July 28 (Reuters) - Australian shares fell on Wednesday as the country's most populous city extended a lockdown to curb rising COVID-19 cases, while electricity poles-and-wires firm Spark Infrastructure jumped on a higher buyout offer.

The S&P/ASX 200 skidded 0.3% to 7,411.9 by 0056 GMT, with most sectors trading in negative territory.
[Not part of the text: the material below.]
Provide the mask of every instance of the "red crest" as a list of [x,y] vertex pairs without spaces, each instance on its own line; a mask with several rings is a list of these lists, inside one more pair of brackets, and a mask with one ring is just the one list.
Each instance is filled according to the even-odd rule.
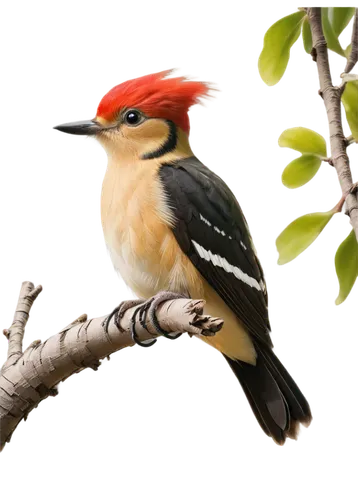
[[166,78],[172,70],[128,80],[117,85],[100,102],[97,116],[112,121],[123,108],[137,108],[152,118],[172,120],[189,133],[189,108],[207,97],[207,83],[185,77]]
The index had closed at a record high on Tuesday.

Australian officials said they would extend a COVID-19 lockdown in Sydney as new cases remained high despite a month under strict stay-home orders, while Victoria and South Australia eased curbs from Wednesday.

Economists at Commonwealth Bank of Australia on Wednesday pushed back expectations for the country's next policy rate hike to May 2023 from late-2022, anticipating the need for extended support amid virus curbs.

Spark Infrastructure stood out with a 6% jump following a sweetened offer from a consortium including KKR that valued the electricity infrastructure investor at A$5.13 billion ($3.78 billion)

Among sub-indexes, tech stocks shed 0.7% as they tracked their Wall Street peers, which fell from record highs overnight.

Miners fell more than 0.5%, with heavyweights BHP , Rio Tinto and Fortescue Metals Group shedding between 0.9% and 1.1%.

Bucking the trend, the industrial subindex rose about 0.4%, helped by a 4% rise in ALS Ltd after the lab testing service provider bought a 49% stake in European pharmaceutical firm Nuvisan.